What a blessing it is to not make or take calls like we had to when we, the millennials were kids. The now-vintage telephone with a spiral chord, which was our personal fidget spinner, had a louder than rooster ringtone. Unlike the ocean of songs and pleasant to ears ringtones available now a days, we were subject to mini heart attacks every time the telephone rang.
Now, introverted adult millennials are walking-talking traumatized beings who find solace in the comfort of texting. Although we started from typing on a keypad so complex and hard that the edge of our thumbs still hurt on the thought of typing on those rock solid Nokia’s keypads we owned in our teenage.
How soft and smooth the touchscreens are, how convenient is qwerty, how awkward it was to type skul for school, cul for cool and f9 for fine.

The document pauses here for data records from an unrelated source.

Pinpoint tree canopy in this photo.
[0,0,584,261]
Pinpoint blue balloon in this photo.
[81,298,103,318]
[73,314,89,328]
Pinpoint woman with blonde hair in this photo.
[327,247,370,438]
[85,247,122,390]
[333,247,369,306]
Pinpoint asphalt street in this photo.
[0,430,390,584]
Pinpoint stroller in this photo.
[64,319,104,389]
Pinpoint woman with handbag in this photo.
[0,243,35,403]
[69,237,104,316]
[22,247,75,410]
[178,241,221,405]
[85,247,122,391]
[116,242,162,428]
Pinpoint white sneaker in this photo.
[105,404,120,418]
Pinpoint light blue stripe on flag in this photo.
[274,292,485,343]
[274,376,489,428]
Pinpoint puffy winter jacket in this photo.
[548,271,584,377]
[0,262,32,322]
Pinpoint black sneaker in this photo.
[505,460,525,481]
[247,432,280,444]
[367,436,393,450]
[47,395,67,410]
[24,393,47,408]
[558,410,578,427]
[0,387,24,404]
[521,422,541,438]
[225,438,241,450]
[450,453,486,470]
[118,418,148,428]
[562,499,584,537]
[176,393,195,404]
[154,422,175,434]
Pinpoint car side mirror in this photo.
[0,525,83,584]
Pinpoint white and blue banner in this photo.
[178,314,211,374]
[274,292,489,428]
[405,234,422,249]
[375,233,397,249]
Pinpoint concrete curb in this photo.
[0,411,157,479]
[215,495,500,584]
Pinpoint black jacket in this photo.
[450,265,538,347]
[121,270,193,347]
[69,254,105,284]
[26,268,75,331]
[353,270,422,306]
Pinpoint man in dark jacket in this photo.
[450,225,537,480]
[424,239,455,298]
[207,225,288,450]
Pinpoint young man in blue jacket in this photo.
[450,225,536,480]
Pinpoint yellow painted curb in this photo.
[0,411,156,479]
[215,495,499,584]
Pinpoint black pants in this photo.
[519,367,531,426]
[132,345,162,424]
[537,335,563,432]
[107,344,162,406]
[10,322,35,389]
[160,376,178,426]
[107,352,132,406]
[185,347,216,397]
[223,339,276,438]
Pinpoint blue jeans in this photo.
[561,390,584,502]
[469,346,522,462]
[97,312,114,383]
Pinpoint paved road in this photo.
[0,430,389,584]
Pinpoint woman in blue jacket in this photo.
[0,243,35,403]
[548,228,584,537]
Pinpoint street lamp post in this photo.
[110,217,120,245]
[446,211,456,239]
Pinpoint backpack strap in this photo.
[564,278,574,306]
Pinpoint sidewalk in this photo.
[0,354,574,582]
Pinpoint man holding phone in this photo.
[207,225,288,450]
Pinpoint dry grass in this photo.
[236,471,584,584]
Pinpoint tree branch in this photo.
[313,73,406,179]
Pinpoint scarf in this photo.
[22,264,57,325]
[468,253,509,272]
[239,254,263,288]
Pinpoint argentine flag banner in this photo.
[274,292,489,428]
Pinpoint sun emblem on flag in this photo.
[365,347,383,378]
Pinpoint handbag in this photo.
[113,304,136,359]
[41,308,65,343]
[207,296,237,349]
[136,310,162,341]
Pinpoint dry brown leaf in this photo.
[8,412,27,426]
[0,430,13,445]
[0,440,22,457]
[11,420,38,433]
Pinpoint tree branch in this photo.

Ahh! the cringe crawled down my spine while typing this here. Our emojis were no less! We invented <3, :), ;) and so many more (including a middle finger emoji) to eventually inspire the creator of emoji to create round yellow emojis for every emotion.
Now, the pool of emojis is so vast that we have limited ourselves to just a few that we use to cover our awkwardness over texts or to cushion the harshness of words typed.
A please, a thank you and sorry are not enough so we put emojis to show how we have put our heart in the text.
Difference between a text with and without an emoji can be explained by the difference between I love you and Love you.
If you are an introvert with overthinker as your middle name you absolutely understood what it implies.
An emoji in a personal text can add the touch of affection and honesty while this can go wrong if used in a formal text.
As a woman, sending a heart emoji is instantly replaced with a flower or some other neutral emoji when texting with the opposite gender.
They can read too much between the emojis and you wouldn’t want that.
See, the emojis have intensities, some are intense like red hearts and some are neutral like flowers.
Despite of these small little round-yellow hiccups, texting is better than making calls thanks to the emojis.
In the end, I’d like to say that you can communicate almost everything through texts and emojis but please! break up over a phone call and not a text.